Laundry freshener – Adding a few drops of this oil during the wash cycle will make your laundry smell crisper and kill organisms lurking in your washer.
In aromatherapy, tea tree oil is said to be helpful in alleviating chest and head congestion, stuffy nose, and other symptoms of colds and flu, especially when used in steam inhalation. Steam inhalation clears the congested nasal passages and kills bacteria. Adding an antiviral essential oil like TTO makes it that much more effective. Just add a few drops to a steaming bowl of hot (purified) water, cover your head with a towel, and breathe in the vapors for five to 10 minutes. Adding a few drops of tea tree oil to your bathwater may also help stop a cold from developing.

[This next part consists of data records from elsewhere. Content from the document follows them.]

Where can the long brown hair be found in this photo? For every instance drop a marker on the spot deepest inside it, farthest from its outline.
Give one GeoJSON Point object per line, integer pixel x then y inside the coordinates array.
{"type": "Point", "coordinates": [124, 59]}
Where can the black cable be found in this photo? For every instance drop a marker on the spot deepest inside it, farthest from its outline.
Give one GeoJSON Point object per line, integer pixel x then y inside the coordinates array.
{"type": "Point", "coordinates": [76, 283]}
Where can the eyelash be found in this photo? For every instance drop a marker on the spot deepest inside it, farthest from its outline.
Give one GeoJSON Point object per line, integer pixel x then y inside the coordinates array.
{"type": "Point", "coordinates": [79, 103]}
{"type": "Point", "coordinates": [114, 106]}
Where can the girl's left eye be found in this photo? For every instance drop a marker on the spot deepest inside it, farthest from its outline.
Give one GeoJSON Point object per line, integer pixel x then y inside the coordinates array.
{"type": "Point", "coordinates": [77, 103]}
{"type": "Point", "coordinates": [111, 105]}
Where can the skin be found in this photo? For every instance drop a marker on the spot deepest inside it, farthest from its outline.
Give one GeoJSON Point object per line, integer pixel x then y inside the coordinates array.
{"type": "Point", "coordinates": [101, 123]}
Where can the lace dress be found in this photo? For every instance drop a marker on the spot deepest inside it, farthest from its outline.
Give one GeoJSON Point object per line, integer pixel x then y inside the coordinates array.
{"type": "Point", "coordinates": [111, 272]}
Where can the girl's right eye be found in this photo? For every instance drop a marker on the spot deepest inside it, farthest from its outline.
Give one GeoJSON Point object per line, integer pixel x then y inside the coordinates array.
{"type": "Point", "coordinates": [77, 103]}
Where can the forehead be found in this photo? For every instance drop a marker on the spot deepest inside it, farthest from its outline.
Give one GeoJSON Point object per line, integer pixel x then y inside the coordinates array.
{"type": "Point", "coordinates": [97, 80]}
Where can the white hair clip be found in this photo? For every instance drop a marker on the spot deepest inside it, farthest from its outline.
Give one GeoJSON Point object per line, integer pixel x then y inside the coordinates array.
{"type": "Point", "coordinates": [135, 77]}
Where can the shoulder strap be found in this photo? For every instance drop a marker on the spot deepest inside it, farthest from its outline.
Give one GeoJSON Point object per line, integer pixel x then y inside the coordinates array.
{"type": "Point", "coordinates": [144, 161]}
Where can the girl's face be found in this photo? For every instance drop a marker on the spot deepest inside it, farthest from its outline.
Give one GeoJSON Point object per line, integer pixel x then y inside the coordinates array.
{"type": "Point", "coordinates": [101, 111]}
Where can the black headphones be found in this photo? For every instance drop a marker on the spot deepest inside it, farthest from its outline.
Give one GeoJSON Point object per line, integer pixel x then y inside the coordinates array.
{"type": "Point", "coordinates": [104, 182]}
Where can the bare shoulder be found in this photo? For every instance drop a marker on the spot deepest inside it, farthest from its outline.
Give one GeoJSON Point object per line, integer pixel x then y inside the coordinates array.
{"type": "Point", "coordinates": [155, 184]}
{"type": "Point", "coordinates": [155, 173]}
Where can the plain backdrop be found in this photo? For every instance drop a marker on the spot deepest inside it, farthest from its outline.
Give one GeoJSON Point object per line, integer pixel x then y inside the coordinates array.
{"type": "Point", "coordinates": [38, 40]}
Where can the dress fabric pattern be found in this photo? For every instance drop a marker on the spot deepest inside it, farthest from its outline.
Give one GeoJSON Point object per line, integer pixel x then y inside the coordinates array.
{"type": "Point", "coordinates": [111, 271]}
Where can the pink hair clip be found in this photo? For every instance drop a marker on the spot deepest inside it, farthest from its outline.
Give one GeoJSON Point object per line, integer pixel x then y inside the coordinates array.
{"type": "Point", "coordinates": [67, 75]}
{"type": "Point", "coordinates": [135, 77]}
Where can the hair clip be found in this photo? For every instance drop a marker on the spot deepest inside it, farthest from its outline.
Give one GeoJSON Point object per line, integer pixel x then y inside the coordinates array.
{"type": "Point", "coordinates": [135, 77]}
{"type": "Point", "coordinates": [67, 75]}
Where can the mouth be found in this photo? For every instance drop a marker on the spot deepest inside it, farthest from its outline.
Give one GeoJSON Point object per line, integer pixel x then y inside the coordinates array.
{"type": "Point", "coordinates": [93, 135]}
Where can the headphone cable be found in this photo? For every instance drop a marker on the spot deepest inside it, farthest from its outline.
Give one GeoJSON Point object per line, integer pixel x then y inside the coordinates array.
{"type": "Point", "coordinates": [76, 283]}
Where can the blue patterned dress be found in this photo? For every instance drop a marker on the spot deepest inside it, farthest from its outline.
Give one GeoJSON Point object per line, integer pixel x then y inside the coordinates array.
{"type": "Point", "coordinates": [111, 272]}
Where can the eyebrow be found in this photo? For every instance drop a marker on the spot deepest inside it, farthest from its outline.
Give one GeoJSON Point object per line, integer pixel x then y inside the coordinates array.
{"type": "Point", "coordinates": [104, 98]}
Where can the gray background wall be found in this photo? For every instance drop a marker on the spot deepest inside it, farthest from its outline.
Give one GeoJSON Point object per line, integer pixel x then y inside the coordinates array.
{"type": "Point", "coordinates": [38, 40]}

How Does Tea Tree Oil Work?
The high terpene content in tea tree oil kills bacteria and fungus and reduce allergic skin reactions. Tea tree oil is meant to be used topically. Some mouthwash or toothpaste products contain tea tree oil but are generally safe, as they are not swallowed.
Using tea tree oil at full strength can cause skin irritation, which is why it is often diluted with other natural ingredients, like raw honey or coconut oil. Different treatment options also call for different percentages of tea tree oil. For example, acne treatments only require five to 15 percent TTO. For fungal infections, 70 to 100 percent TTO is used.
Tea Tree Oil is safe, as long as it is applied topically in appropriate doses and NOT swallowed. This oil may irritate your skin, especially if used for the first time. Patch testing for allergy to Tea Tree Oil is recommended starting with low concentrations until you figure out your tolerance. Apply a small amount to your inner arm to see if any reaction occurs. Avoid using undiluted tea tree oil to avoid irritation as well. Instead, use it in gel, cream, or lotion form. Look for an all-natural topical product that incorporates tea tree oil in safe quantities.
Risks of Tea Tree Oil
Tea tree oil contains varying amounts of 1,8–cineole,22 a skin irritant that may cause allergic reactions in some individuals. The rashes are usually mild and itchy, but may also lead to blistering. Serious allergic reactions may also occur. There are other reported instances of dizziness and swelling in his throat.
DO NOT swallow or ingest tea tree oil. It may cause severe reactions, such as rashes, blood cell abnormalities, diarrhea, stomachache, nausea, vomiting, drowsiness, hallucinations, and ataxia (loss of muscle control in the arms and legs).
Tea tree oil may also be toxic to pets if ingested. If you are allergic to eucalyptol, use TTO with caution, as many formulas are mixed with eucalyptol.